Du côté de la presse israélienne, le quotidien Yediot Aharonot, hostile à M. Nétanyahou, parle de « début de la fin ». Mais les responsables israéliens et les dirigeants internationaux risquent de traiter encore un certain temps avec une personnalité apparemment sans rival dans son pays, interlocuteur de longue date des plus grands à l’étranger.
Deux affaires :
Mardi soir, la police israélienne avait formellement transmis ses recommandations au parquet général, dans deux des enquêtes visant le premier ministre. Au terme de ses investigations, elle plaide en faveur de son inculpation pour corruption, fraude et abus de confiance dans deux affaires.
- Le « dossier 1000 ». Le couple Nétanyahou et son fils Yaïr sont suspectés d’avoir bénéficié des largesses d’un producteur à Hollywood, Arnon Milchan, et du milliardaire australien James Packer, pour un montant de 1 million de shekels (229 000 euros). Le premier leur aurait livré régulièrement du champagne et des cigares, ainsi que des bijoux pour Sara Nétanyahou. En contrepartie, M. Nétanyahou aurait notamment facilité une législation réduisant les impôts pour les Israéliens ayant séjourné longtemps à l’étranger ;
- La seconde affaire, le « dossier 2000 », met en cause les liens de Benyamin Nétanyahou et du propriétaire du quotidien Yediot Aharonot, Arnon Mozes, lui aussi visé par la police. Celle-ci dispose d’enregistrements de conversations des deux hommes, qui envisagent un pacte compromettant, aux dépens de Sheldon Adelson. Ce dernier est un milliardaire américain, magnat des casinos, qui a créé en 2007 Israel Hayom, un quotidien gratuit à grand tirage. Dans ses conversations avec Arnon Mozes, M. Nétanyahou propose de soutenir un projet de loi pour réduire la distribution d’Israel Hayom, grand rival du Yediot. En échange, Arnon Mozes organiserait une couverture médiatique plus favorable au gouvernement Nétanyahou de la part de son journal. M. Nétanyahou prétend qu’il ne s’agissait que d’une conversation à bâtons rompus, sans engagement.
Les adversaires de Benyamin Nétanyahou réfutent l’argument des petits cadeaux entre vieux amis. Pour eux, les deux affaires ne sont que la « partie émergée de l’iceberg », une corruption systématisée et des échanges de faveurs auxquels MM. Milchan et Packer ne seraient pas les seuls à avoir contribué.

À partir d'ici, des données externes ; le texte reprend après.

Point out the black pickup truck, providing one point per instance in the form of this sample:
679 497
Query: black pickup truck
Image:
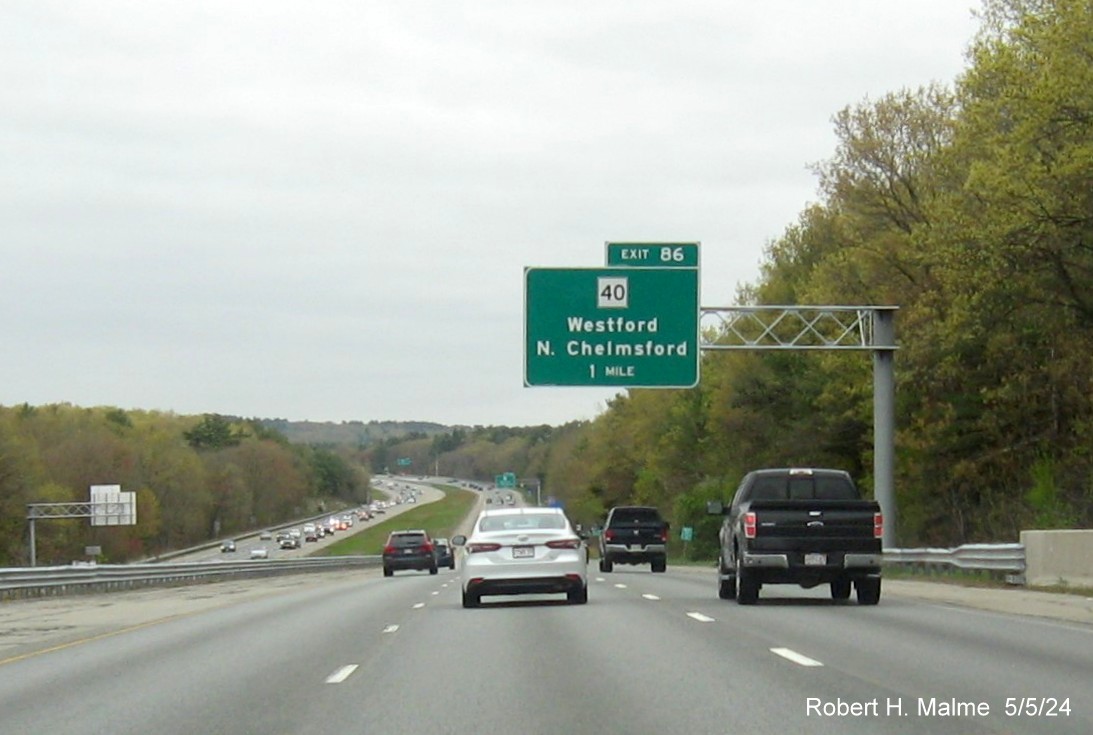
634 535
799 526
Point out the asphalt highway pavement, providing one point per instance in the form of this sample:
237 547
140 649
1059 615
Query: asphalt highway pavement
649 653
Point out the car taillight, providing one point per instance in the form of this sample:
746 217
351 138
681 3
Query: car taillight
750 525
564 544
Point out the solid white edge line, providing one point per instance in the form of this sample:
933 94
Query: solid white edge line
796 657
341 674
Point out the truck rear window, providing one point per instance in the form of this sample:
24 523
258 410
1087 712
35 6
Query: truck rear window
635 515
803 488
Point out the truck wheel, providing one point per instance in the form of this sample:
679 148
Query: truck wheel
869 590
747 585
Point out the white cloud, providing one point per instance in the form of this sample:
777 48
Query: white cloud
322 210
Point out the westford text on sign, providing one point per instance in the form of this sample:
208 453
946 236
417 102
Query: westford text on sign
627 327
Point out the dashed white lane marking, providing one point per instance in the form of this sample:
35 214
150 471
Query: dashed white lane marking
796 657
341 674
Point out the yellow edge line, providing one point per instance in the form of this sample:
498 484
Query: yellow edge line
92 639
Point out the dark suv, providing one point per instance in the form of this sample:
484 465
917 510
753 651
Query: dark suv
409 549
634 535
445 555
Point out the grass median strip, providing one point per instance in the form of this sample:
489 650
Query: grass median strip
438 518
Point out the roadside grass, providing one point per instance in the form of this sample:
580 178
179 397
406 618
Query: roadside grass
438 518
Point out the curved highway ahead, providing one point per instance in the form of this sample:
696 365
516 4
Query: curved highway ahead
649 653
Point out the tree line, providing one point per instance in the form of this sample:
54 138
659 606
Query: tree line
196 478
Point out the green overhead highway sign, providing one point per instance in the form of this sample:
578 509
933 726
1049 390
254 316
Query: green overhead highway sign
651 255
627 327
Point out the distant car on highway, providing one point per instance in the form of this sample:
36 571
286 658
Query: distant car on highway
445 555
409 549
524 550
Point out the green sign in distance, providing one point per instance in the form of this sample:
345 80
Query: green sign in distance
611 327
651 255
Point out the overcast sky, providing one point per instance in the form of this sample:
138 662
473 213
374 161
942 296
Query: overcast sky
322 210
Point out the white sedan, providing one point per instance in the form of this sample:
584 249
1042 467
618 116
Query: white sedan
524 550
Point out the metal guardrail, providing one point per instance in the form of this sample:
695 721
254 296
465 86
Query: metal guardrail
1003 558
50 581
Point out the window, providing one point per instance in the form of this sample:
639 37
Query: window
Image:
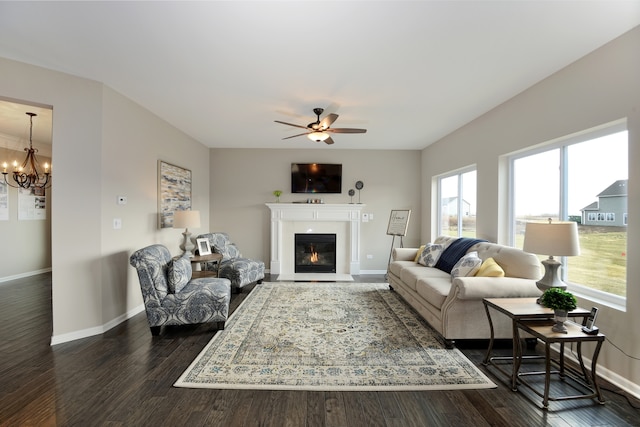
457 204
584 179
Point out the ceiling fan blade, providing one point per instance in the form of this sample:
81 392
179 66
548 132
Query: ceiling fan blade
346 130
293 136
328 120
290 124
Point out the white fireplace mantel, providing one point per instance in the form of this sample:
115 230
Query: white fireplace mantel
343 219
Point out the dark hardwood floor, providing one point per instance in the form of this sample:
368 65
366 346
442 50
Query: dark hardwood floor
124 378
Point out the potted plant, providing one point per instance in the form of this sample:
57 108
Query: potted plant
561 302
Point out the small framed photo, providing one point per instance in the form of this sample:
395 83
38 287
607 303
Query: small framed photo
204 248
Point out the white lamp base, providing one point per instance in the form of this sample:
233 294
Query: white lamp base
551 278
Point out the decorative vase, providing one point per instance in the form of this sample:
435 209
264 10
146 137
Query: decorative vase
560 317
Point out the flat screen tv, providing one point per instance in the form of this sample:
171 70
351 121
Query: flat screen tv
316 178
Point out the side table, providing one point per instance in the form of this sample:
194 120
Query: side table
517 309
200 259
542 331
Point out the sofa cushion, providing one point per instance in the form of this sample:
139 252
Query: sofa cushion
456 250
468 265
435 290
490 268
178 274
410 274
430 254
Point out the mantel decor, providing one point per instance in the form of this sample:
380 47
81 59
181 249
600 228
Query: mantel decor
174 192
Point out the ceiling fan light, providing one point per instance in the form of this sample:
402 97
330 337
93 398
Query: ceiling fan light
318 136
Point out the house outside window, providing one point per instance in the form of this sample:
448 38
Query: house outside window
457 203
582 178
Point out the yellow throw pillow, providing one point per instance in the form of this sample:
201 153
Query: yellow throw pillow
490 268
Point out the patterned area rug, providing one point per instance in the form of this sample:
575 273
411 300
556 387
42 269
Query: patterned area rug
329 336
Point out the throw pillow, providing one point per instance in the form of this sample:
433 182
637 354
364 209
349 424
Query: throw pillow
468 265
179 274
490 268
420 249
430 254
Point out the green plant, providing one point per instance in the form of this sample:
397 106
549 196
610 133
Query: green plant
559 299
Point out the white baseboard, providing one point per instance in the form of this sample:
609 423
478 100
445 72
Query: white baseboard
23 275
97 330
365 272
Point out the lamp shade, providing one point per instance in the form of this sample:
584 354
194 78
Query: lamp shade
186 219
552 238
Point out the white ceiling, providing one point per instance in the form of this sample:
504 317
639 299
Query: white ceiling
223 71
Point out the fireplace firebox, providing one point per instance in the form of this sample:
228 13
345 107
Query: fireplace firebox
315 253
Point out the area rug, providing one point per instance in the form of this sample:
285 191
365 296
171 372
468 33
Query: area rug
329 336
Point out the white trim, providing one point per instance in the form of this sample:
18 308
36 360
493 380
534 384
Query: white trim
96 330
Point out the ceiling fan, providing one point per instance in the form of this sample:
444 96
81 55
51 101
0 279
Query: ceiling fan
320 129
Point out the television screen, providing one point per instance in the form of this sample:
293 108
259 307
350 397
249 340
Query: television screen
316 178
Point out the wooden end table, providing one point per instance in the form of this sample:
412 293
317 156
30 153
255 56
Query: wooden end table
200 259
541 329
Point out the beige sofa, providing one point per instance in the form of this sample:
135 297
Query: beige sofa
453 307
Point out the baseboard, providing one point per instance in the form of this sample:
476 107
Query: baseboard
23 275
365 272
97 330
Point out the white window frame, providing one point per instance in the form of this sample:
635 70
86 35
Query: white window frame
439 178
614 301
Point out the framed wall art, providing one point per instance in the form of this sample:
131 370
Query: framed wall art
174 192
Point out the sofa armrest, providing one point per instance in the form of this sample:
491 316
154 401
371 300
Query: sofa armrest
404 254
473 288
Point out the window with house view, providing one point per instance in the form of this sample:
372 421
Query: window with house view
457 204
582 179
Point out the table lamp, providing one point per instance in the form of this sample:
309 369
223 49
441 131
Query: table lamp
186 220
551 238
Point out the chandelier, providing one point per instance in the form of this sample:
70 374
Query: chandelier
28 175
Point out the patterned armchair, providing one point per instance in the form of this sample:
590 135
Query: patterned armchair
241 271
171 297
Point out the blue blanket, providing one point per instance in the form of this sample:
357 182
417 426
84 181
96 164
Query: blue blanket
456 250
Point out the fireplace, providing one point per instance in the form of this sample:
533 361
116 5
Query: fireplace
315 253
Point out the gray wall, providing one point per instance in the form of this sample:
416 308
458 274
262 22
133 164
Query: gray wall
104 145
242 181
600 88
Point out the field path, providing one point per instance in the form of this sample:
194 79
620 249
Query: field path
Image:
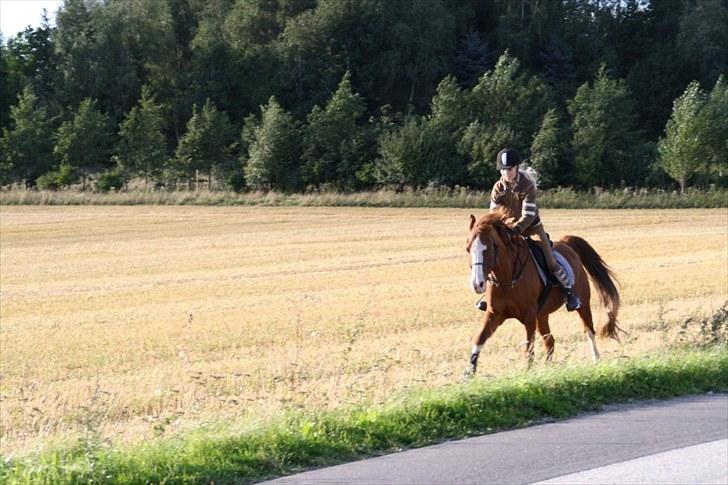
679 441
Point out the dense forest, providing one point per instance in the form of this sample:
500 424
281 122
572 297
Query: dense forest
349 95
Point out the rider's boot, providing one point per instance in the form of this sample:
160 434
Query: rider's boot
572 301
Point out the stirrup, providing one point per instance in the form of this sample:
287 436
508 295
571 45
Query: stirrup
572 301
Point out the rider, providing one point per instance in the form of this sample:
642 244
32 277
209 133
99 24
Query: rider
515 192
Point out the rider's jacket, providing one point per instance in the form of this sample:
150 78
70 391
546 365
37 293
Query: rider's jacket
519 201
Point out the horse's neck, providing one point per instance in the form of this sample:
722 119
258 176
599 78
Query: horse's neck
511 262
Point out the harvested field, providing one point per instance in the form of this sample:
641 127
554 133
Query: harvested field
132 322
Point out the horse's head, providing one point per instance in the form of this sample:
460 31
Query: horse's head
485 236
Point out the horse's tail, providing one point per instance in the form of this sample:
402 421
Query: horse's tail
604 280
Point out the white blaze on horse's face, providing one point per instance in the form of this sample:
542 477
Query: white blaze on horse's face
477 260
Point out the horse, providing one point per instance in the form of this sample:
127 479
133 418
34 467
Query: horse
500 256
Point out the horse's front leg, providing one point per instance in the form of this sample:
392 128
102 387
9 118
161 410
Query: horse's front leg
530 324
490 323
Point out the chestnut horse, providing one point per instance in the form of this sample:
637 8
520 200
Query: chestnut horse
503 269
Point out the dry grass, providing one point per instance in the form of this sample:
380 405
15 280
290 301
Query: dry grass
135 321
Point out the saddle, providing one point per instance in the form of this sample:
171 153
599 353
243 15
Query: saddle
544 272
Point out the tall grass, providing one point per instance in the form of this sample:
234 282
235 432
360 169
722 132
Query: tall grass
246 453
441 197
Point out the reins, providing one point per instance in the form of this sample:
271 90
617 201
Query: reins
519 274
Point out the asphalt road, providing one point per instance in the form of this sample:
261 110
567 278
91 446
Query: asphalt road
681 441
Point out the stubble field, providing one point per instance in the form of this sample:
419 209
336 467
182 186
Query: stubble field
133 322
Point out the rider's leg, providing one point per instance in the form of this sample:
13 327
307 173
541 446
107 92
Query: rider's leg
539 234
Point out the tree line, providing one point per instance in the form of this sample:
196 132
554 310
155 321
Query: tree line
356 94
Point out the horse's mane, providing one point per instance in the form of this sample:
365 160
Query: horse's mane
495 220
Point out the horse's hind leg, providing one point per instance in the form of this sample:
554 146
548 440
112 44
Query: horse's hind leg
586 319
548 339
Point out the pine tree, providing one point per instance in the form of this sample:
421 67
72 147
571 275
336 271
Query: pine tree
547 150
333 141
205 147
26 150
605 140
275 150
714 125
683 150
84 142
142 148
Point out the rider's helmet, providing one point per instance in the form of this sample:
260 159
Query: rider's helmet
507 158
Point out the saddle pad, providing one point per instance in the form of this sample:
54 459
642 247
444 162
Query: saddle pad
540 261
567 267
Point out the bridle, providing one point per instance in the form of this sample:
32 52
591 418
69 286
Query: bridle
519 265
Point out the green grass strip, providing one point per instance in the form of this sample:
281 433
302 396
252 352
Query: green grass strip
302 440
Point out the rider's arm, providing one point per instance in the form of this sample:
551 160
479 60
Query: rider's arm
529 210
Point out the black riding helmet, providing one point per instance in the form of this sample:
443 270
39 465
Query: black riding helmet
507 158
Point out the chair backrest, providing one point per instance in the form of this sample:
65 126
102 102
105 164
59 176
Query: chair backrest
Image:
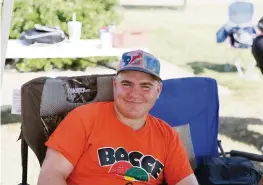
190 105
46 101
193 101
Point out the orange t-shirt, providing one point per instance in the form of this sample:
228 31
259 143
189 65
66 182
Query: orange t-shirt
104 151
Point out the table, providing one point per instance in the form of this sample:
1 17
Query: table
66 49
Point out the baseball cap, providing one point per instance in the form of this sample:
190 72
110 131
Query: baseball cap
139 60
260 23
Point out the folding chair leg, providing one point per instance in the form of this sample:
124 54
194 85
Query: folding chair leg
24 157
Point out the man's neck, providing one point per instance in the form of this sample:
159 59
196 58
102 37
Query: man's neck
135 124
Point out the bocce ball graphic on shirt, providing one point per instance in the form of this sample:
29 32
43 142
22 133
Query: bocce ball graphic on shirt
133 166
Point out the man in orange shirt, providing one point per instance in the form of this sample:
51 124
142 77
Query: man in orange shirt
119 143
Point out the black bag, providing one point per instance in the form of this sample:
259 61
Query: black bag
43 34
228 170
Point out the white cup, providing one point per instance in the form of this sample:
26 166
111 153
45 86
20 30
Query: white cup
74 30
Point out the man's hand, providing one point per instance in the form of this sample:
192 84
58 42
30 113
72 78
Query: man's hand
55 169
190 180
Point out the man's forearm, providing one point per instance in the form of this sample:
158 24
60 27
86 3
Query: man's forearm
51 180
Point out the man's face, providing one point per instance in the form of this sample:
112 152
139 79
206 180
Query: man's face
135 93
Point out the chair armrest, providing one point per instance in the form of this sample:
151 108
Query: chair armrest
250 156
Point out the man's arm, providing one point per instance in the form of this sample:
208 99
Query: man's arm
190 180
55 169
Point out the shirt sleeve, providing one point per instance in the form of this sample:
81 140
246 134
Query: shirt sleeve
70 136
177 165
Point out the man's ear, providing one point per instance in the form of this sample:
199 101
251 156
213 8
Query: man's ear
114 81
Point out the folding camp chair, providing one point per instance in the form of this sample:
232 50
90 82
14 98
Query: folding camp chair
190 105
239 31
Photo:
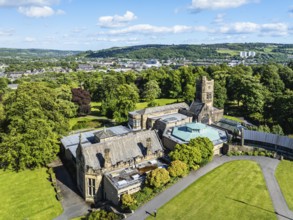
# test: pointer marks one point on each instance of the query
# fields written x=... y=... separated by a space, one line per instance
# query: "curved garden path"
x=268 y=166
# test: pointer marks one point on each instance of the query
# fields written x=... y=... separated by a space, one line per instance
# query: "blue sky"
x=99 y=24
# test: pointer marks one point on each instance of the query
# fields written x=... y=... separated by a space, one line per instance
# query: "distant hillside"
x=30 y=53
x=265 y=52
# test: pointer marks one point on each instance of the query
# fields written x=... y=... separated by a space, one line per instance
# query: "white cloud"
x=36 y=11
x=116 y=20
x=33 y=8
x=217 y=4
x=6 y=32
x=278 y=29
x=240 y=27
x=272 y=29
x=60 y=12
x=219 y=18
x=106 y=39
x=39 y=11
x=30 y=39
x=17 y=3
x=147 y=29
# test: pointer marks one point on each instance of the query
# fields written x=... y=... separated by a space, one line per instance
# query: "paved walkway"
x=73 y=205
x=268 y=166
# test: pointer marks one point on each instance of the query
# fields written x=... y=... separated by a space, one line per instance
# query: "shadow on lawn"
x=245 y=203
x=64 y=177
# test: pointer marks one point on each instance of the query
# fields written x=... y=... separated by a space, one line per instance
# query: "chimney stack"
x=107 y=162
x=149 y=146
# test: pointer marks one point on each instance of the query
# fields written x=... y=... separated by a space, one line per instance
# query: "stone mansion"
x=112 y=161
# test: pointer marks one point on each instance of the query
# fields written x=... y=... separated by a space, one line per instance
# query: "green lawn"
x=284 y=176
x=27 y=195
x=235 y=190
x=142 y=105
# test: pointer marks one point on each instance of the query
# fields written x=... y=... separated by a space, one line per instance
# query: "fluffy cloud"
x=217 y=4
x=148 y=29
x=116 y=20
x=17 y=3
x=33 y=8
x=219 y=18
x=36 y=11
x=250 y=27
x=30 y=39
x=6 y=32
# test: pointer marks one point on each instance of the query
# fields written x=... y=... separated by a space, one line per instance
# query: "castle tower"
x=205 y=91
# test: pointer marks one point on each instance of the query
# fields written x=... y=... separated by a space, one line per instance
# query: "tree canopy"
x=35 y=117
x=158 y=177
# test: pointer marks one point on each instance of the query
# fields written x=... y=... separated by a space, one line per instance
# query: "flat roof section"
x=87 y=138
x=184 y=133
x=170 y=118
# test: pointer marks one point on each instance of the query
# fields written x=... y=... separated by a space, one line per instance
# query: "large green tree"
x=122 y=100
x=34 y=120
x=178 y=168
x=158 y=177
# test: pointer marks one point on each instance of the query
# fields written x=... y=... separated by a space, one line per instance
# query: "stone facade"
x=93 y=161
x=202 y=108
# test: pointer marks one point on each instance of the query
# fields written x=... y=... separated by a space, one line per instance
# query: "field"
x=27 y=195
x=236 y=190
x=284 y=176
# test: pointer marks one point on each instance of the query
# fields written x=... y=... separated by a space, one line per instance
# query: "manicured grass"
x=232 y=118
x=284 y=176
x=235 y=190
x=27 y=195
x=142 y=105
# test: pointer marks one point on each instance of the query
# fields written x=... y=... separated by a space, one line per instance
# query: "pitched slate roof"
x=264 y=137
x=151 y=110
x=196 y=107
x=122 y=148
x=87 y=138
x=105 y=133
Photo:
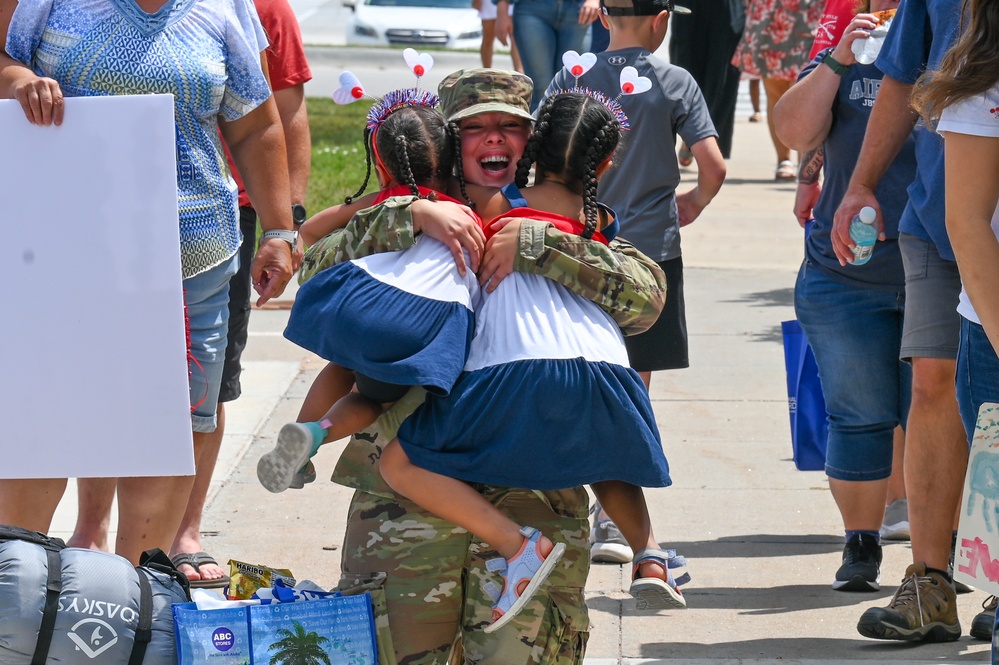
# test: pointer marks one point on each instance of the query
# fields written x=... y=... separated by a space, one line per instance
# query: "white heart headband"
x=631 y=83
x=351 y=90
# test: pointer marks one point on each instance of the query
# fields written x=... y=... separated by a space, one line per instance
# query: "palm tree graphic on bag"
x=300 y=647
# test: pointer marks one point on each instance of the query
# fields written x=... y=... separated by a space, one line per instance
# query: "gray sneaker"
x=895 y=525
x=607 y=545
x=305 y=475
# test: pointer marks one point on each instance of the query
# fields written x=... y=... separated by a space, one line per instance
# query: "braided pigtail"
x=368 y=137
x=405 y=168
x=533 y=147
x=459 y=169
x=603 y=146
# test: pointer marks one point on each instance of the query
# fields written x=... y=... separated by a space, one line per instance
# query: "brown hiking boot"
x=924 y=609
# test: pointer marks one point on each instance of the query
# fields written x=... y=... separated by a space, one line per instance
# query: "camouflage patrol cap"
x=469 y=92
x=640 y=7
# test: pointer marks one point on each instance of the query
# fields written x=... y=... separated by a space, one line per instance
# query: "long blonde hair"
x=970 y=67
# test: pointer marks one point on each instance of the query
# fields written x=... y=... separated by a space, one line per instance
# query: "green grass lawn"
x=337 y=152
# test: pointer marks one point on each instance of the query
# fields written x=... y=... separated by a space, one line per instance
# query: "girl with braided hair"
x=394 y=319
x=536 y=342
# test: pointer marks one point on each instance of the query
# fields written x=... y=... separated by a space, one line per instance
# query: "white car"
x=416 y=23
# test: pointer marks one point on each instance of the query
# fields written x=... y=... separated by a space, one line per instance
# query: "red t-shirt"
x=286 y=60
x=835 y=17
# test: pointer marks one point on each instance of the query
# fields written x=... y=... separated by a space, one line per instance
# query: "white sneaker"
x=896 y=523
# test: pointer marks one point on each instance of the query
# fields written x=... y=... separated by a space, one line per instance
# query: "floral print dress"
x=777 y=38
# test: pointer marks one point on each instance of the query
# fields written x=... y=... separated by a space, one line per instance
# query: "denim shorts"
x=977 y=373
x=207 y=298
x=932 y=289
x=855 y=334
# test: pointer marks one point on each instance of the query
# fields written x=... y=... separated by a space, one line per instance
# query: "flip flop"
x=196 y=560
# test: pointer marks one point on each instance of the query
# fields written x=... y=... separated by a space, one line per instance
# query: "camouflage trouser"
x=435 y=582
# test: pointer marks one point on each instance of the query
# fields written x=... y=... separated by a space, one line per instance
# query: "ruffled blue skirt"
x=540 y=424
x=348 y=317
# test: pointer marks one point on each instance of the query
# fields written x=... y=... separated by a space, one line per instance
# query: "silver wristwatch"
x=290 y=237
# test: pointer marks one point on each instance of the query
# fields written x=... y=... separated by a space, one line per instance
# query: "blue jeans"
x=207 y=298
x=544 y=30
x=856 y=334
x=977 y=374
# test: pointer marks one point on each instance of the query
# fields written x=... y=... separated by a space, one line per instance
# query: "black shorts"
x=664 y=345
x=239 y=307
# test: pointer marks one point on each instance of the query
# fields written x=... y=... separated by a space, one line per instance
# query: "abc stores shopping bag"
x=342 y=628
x=806 y=405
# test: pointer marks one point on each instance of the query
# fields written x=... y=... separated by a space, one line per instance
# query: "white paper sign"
x=975 y=560
x=93 y=357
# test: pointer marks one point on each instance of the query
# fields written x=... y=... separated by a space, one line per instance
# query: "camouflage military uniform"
x=430 y=579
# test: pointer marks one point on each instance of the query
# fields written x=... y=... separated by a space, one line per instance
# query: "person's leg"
x=855 y=334
x=417 y=562
x=534 y=31
x=488 y=38
x=936 y=455
x=187 y=540
x=287 y=464
x=188 y=537
x=625 y=504
x=936 y=459
x=94 y=497
x=554 y=625
x=453 y=500
x=30 y=503
x=149 y=512
x=518 y=64
x=895 y=525
x=775 y=89
x=754 y=99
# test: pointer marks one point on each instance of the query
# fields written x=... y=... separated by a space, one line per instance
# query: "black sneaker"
x=861 y=569
x=981 y=625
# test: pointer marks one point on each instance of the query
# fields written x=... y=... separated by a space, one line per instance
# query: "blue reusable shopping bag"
x=806 y=406
x=341 y=628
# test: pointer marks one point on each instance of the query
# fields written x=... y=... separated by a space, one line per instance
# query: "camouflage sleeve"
x=625 y=283
x=386 y=227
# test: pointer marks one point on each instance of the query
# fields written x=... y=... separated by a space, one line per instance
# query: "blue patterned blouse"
x=204 y=52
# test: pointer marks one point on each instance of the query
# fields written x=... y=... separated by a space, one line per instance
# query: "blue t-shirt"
x=851 y=110
x=206 y=53
x=921 y=33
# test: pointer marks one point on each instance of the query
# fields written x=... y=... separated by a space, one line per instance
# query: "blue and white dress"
x=398 y=317
x=547 y=399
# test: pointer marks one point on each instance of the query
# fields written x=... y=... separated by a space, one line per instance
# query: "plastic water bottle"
x=864 y=234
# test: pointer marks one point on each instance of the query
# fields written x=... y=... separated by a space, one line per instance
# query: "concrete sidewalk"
x=763 y=539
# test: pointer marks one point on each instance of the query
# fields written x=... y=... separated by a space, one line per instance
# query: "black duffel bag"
x=67 y=605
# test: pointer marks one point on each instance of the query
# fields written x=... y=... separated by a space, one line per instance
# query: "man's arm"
x=890 y=124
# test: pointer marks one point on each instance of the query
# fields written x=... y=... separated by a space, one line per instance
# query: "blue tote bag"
x=806 y=406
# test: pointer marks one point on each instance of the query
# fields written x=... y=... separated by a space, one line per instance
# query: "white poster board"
x=975 y=558
x=93 y=356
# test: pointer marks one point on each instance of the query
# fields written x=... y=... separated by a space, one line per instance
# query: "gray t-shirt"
x=641 y=186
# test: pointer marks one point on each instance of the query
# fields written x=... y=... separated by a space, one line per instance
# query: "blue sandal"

« Sans équivoque possible, le premier ministre doit démissionner », a répété mercredi le leadeur du Parti travailliste, parti d’opposition, Avi Gabbay. « Il n’estpas digne de rester premier ministre. »
Bientôt douze années au pouvoir
La décision de l’inculpation incombe au procureur général Avichaï Mandelblit, qui a été nommé à ce poste par Benyamin Nétanyahou et qui avait été auparavant son secrétaire du cabinet des ministres. Rien ne l’oblige à prendre une décision rapide, et même inculpé, M. Nétanyahou ne sera pas forcé de se retirer.
Le premier ministre a annoncé lui-même mardi soir qu’il avait fait l’objet ces dernières années d’une quinzaine d’enquêtes plus ou moins avancées, et qu’il n’en était jamais rien sorti. Dans certains cas, la police a recommandé son inculpation, sans que cela soit suivi d’effet.
Les conclusions de la police mettent en question le maintien au gouvernement de M. Nétanyahou, au pouvoir depuis bientôt douze ans au total, et notamment l’attitude de ses partenaires de coalition. Ces derniers n’ont signalé jusqu’alors aucune intention de se désolidariser.